TOKYO - The government said Friday that Japan will bar foreign nationals who visited China's Hubei Province from entering the country as an additional precautionary step to prevent the spread of a new coronavirus from Wuhan, the province's capital.

The emergency measure, effective Saturday, covers foreigners who stayed in the province within two weeks prior to their arrival in Japan even if they do not show symptoms. The government will also prohibit holders of Chinese passports issued in Hubei from entering the country in principle.

The steps, which Prime Minister Shinzo Abe said will be in place "for the time being," come on top of Tokyo's decision not to allow foreign nationals infected with the virus to enter the country.
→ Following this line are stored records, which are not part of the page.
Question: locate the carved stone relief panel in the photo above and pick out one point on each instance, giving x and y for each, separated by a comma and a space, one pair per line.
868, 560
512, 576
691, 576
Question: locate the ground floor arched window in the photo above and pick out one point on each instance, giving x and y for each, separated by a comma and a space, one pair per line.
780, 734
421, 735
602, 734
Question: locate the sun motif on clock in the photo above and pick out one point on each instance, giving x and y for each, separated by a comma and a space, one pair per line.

Japan has been battling to contain the pneumonia-causing virus as the number of infections continues to rise in the country and over 560 Japanese nationals have been evacuated from Wuhan on government-charter flights.

The government raised caution following some cases where people were found to be infected but are showing no symptoms.

"We need to make our steps to prevent (the spread) more effectively," Abe said at a meeting of government officials who discussed how to respond to the deadly virus.

The total number of people infected with the virus in Japan, including foreign nationals, has risen to 17 including four without symptoms such as fever and coughing, according to the Ministry of Health, Labor and Welfare.

The Foreign Ministry raised its travel advisory for all of China to level 2 on Friday, warning its nationals to avoid "nonessential" trips after the World Health Organization declared the coronavirus outbreak spreading from Wuhan a global emergency.

(Tourists wear masks in Kyoto on Jan. 30, 2020, amid the spreading coronavirus.)

The United States has similarly raised its travel alert for China to the highest level, urging its citizens not to visit the country.

Japan has already raised the advisory for Hubei to level 3 or "avoid all travel" as the death toll topped 200 and the number of people infected with the virus has eclipsed 9,800 in China.

Japanese nationals in China were also advised to consider returning home amid prospects that travel restrictions in Wuhan could be extended to other parts of the country.

Following the decision, travel agency JTB Corp. announced it will cancel all package tours to China, including Hong Kong and Macao, in February.

Japan brought back an additional 149 nationals from the central Chinese city on a third government-chartered flight in the morning. Of them, 25 were taken to hospital, according to the government.

It followed the return of more than 400 Japanese on two flights earlier this week, as several other countries, including Britain, South Korea and the United States, also sent planes to pull people out of the city that has been placed under a virtual lockdown since last week.

As some of the earlier returnees tested positive for the virus despite having no symptoms, the Japanese government will monitor the health of all returnees for up to two weeks.

The government is expected to send a fourth chartered flight next week for some 140 people still in Wuhan and nearby areas wishing to return to Japan.

It has decided to shoulder the cost of the flights, reversing its earlier stance to make the returnees pay 80,000 yen ($735) each.

As part of emergency steps, Japan will put into effect on Saturday an ordinance that allows it to forcibly hospitalize those infected with the virus and bar them from working.

The ordinance was scheduled to enter into force on Feb. 7, but the government decided to bring it forward in the face of the WHO's emergency declaration.

Friday's returnees from Wuhan will stay at the National Institute of Public Health in Wako, Saitama Prefecture, and the Customs Training Institute in Kashiwa, Chiba Prefecture, both near Tokyo, according to the government.

Meanwhile, Defense Minister Taro Kono said the government is considering using a private ferry as temporary accommodation for the returnees, based on his ministry's contract with the operator of the vessel that enables its use for activities of the Self-Defense Forces.